Information Filtering

Contact:  Andreas LommatzschTill Plumbaum

 

The "Information Retrieval"-Cluster addresses many important issues in the areas of Information Retrieval and Artificial Intelligence, where the most important ones are dealing with the efficient usage of the semantic information that is encapsulated into built indices, the optimization of large search spaces to allow the application of filtering algorithms, and the reduction of the response time in order to allow complex filtering chains with sufficient performance, and more. Most of these goals are achieved through the intelligent application of different machine learning techniques that together provide high quality results by taking care of semantics, reduce response time by efficiently reducing the search space, and therefore guarantee good scalability together with high user satisfaction.

As part of this research the CC IRML focus is on multilingual text retrieval and learning to rank.

Multilingual text retrieval allows us to search for documents in any language with a single search query in our native language, by representing words as semantic concepts in an Interlingua. For example, the word 'bank' can signify either the organization which deals with money, or relate to river sides. In German, however, the same word can also refer to a bench that you sit on in a park. Semantic concepts allow us to deal with this cross-lingual ambiguity.
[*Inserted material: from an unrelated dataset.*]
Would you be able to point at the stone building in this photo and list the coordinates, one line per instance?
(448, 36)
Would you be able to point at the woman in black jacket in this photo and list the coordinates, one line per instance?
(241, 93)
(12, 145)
Agent Ensembles: Ensemble learning is a current research topic in the field of statistics, machine learning and information retrieval. Ensemble methods combine multiple models to obtain better results than the results that could be obtained from any of the constituent models. The models can be created based on several learning algorithms, various parameter settings based on adaptive weights for learning instances. Typical applications for ensemble methods are multi-lingual systems (combining models in different languages), search engines (combining various quality and relevance models) and recommender systems.